Bash unit tests for classify_semver.sh. Run via make test (runs alongside
the primary test suite) or directly:
bash scripts/tests/test_classify_semver.shUses --changelog-json + --breaking-exit to bypass oasdiff, making tests
fast and dependency-free (only jq required).
| File | Simulates | Expected bump |
|---|---|---|
empty.json |
No spec changes | none |
additive.json |
New endpoint (endpoint-added) |
minor |
metadata.json |
Endpoint deprecated (endpoint-deprecated) |
patch |
breaking.json |
Endpoint removed (ERR level) | major |
mixed_additive_and_metadata.json |
New endpoint + deprecation | minor |
warn_level.json |
WARN-level type change | minor |
noise_only.json |
Scope changes only | none |
level field |
oasdiff name | Classification |
|---|---|---|
3 |
ERR | major |
2 |
WARN | minor |
1 |
INFO | minor or patch (depends on ID) |
ERR-level changes are also caught by oasdiff breaking --fail-on ERR
(exit code 1). The JSON level check is a safety net.
oasdiff changelog reports structural changes only. Changes to description,
summary, title, example, and other textual fields are NOT included —
they appear only in oasdiff diff. A spec update that only changes descriptions
produces an empty changelog and is classified as none. No SDK code changes,
no version bump.
This means IDs like endpoint-description-changed, api-title-changed, etc.
do not exist in oasdiff's check registry. We verified this against the full
output of oasdiff checks (293 entries).
The initial draft of classify_semver.sh contained 21 check IDs that don't
exist in oasdiff. Phantom IDs silently fall through to unclassified INFO → minor, so classification remains correct — but reasoning output is poor.
Corrected ADDITIVE_IDS (fake → real):
| Phantom | Real |
|---|---|
response-property-added |
response-optional-property-added, response-required-property-added |
response-status-code-added |
response-success-status-added |
response-mediatype-added |
response-media-type-added |
request-mediatype-added |
request-body-media-type-added |
api-schema-added |
does not exist |
endpoint-tag-added |
does not exist |
Removed METADATA_IDS — all 15 *-description-changed, *-title-changed,
*-license-changed, api-schema-deprecated, etc. do not exist in oasdiff checks.
Of ~293 total oasdiff checks, ~110 are ERR (caught by oasdiff breaking) and
~23 are WARN (caught by the WARN block). The remaining ~160 are INFO level.

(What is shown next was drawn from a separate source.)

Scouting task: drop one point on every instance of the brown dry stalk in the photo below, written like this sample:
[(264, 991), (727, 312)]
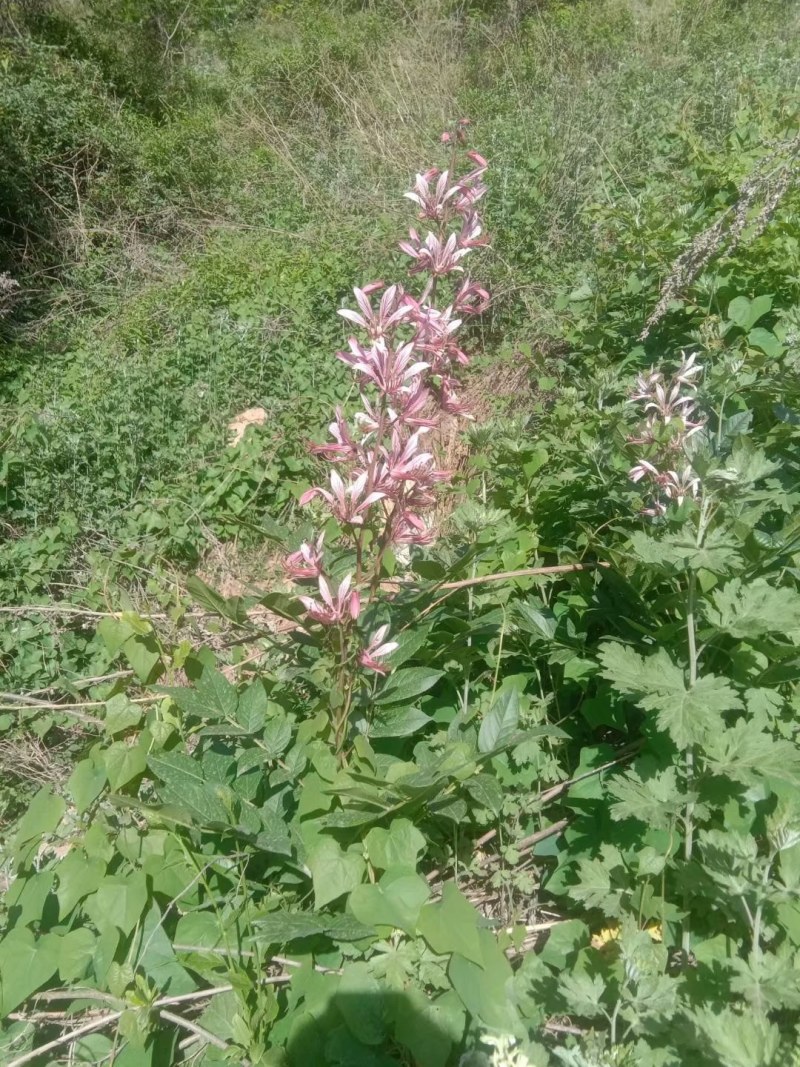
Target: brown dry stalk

ADDITIVE_IDS covers the most commonly occurring ones. Any INFO-level ID not
in ADDITIVE_IDS or METADATA_IDS defaults to minor (conservative).
This is intentional: unknown additive changes should not be silently downgraded
to patch.
METADATA_IDS covers deprecation notices and planned removals — the only
INFO-level changes that genuinely warrant just a patch bump.
Run oasdiff checks for the full authoritative list with levels.